First-principles study on field evaporation for silicon atom on Si(001) surface

TL;DR

This study uses first-principles simulations to analyze field evaporation of silicon atoms on Si(001) surfaces, revealing the electric field thresholds and the importance of bond strength over local field effects.

Contribution

It provides a first-principles computational insight into the electric field-induced atom evaporation process on Si(001) surfaces, aligning with experimental data.

Findings

Atoms on flat and stepped Si(001) surfaces are easily evaporated under electric fields.

Threshold electric field for evaporation is between 3.0 and 3.5 V/Å, matching experimental results.

Local field effects are less important than bond strength in atom evaporation.

Abstract

The simulations of field-evaporation processes for silicon atoms on various Si(001) surfaces are implemented using the first-principles calculations based on the real-space finite-difference method.

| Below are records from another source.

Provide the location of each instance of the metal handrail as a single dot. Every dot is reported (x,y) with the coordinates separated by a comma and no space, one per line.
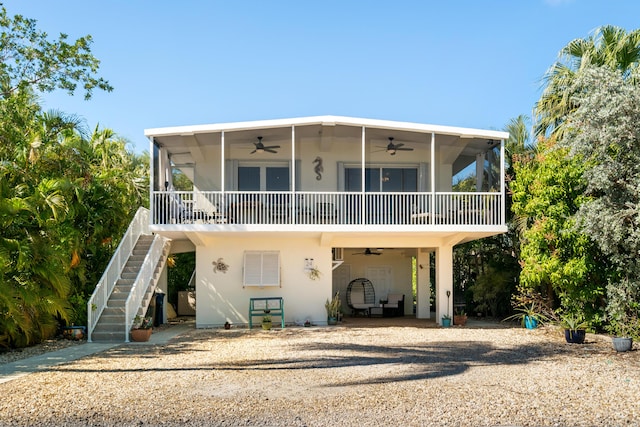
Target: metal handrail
(143,281)
(98,301)
(311,208)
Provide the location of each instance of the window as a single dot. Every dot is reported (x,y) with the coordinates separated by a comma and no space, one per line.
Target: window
(263,178)
(381,179)
(261,268)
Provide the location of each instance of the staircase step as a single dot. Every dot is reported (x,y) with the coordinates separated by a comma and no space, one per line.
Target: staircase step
(113,311)
(109,327)
(108,336)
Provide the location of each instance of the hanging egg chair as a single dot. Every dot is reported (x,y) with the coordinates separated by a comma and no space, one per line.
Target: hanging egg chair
(360,296)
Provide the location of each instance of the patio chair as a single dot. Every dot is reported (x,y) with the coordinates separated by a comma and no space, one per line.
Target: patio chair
(361,296)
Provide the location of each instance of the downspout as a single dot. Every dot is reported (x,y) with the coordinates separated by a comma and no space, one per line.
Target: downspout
(222,164)
(293,206)
(362,177)
(503,203)
(152,204)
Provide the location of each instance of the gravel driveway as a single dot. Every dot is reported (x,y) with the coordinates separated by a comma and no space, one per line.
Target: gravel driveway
(361,373)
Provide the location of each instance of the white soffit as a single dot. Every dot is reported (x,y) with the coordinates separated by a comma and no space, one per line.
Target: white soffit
(327,121)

We find that the atoms which locate on atomically flat Si(001) surfaces and at step edges are easily removed by applying external electric field, and the threshold value of the external electric field for evaporation of atoms on atomically flat Si(001) surfaces, which is predicted between 3.0 and 3.5 V/\AA, is in agreement with the experimental data of 3.8 V/\AA. In this situation, the local field around an evaporating atom does not play a crucial role. This result is instead interpreted in terms of the bond strength between an evaporating atom and surface.